D’autres ont un point de vue différent ou identique ?

Moi je partage un peu ton point de vue, sur l’idée qu’une visite en appelle une autre… Je pense que c’est aussi ça la meilleure façon d’appréhender le lieu, si l’on souhaite continuer à s’intéresser à ça évidemment. C’est pas une nécessité impérieuse que d’aller à Auschwitz dans sa vie et d’y retourner régulièrement. Je crois que pour appréhender les lieux et vivre cela différemment, oui je crois qu’il faut y retourner… D’ailleurs, on voit les comportements… moi j’ai observé un peu le comportement des gens qui nous entouraient  ou qui étaient au loin… et on voyait les gens qui percevaient, ceux qui venaient pour la première fois et ceux qui revenaient sur le site…

-    Agathe : Je ne crois pas que j’y retournerai… Je crois que j’aurais trop peur d’être… de finir par me « blaser », par ne plus ressentir, par ne plus… Et puis même, finalement quand émotionnellement, on a pris connaissance une fois… je crois qu’on peut s’en remettre à une approche intellectuelle… De la même façon, je ne me vois pas passer une deuxième journée ou même plus à Auschwitz. Effectivement, là il y avait les contraintes d’organisation, mais quand même je ne me serais pas vue passer plus de temps à Auschwitz.

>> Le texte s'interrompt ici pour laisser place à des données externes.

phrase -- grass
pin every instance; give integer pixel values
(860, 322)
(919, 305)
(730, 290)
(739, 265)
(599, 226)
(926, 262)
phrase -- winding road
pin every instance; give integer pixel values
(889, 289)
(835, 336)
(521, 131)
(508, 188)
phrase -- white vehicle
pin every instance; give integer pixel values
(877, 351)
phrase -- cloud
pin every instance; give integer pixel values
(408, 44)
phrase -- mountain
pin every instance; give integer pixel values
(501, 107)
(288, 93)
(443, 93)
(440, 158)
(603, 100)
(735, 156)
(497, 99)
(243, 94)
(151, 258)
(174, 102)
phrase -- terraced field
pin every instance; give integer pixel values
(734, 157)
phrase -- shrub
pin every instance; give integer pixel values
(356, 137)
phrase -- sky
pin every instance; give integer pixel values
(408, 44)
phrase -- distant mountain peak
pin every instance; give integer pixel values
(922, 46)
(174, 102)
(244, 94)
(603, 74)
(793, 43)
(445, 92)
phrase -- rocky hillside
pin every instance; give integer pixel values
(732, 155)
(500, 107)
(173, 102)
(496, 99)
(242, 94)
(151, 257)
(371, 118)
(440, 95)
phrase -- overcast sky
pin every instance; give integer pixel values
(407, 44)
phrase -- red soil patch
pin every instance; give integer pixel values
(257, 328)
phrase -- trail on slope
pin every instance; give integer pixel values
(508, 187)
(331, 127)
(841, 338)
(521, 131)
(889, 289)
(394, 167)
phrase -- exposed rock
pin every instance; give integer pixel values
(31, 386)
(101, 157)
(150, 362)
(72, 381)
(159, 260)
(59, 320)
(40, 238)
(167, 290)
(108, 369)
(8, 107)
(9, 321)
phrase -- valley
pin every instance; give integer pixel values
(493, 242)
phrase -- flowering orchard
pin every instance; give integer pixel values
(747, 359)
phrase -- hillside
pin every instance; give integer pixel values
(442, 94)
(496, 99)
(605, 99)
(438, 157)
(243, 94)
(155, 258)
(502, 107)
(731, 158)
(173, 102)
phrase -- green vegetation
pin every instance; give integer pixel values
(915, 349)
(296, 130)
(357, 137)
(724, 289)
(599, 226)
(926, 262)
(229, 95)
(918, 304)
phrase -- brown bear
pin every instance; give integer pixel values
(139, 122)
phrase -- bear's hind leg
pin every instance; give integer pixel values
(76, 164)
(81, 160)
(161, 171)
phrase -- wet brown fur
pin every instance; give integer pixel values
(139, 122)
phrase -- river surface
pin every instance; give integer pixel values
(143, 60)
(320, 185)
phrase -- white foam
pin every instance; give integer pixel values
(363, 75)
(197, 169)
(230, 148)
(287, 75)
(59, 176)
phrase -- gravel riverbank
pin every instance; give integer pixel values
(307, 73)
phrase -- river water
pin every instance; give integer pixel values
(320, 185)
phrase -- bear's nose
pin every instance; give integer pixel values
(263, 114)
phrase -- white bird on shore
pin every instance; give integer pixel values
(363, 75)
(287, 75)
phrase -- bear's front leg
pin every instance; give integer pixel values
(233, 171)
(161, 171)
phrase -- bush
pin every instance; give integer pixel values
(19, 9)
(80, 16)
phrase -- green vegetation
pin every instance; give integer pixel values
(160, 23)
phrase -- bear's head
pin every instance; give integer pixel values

Dernière question. Dernier sujet de réflexion : qu’est-ce que le voyage a apporté pour notre projet sur l’histoire des Juifs de Vire ?

-    Marion : Le fait de retracer leur chemin et de se recueillir… ça a permis d’acquérir une mémoire qu’on pourra faire parvenir à d’autres personnes.

-     Medhy : Ça a permis une compréhension à caractère purement humain…

-    Mélanie : Moi, j’ai trouvé pertinent d’aller à Drancy d’abord, pour voir les lieux où ils étaient internés, et d’aller ensuite à Auschwitz, pour voir les derniers lieux de leur vie…


1. Discussion-débat enregistrée au lycée le 12 avril 2011. Le contenu est le plus fidèle possible aux différentes prises de parole.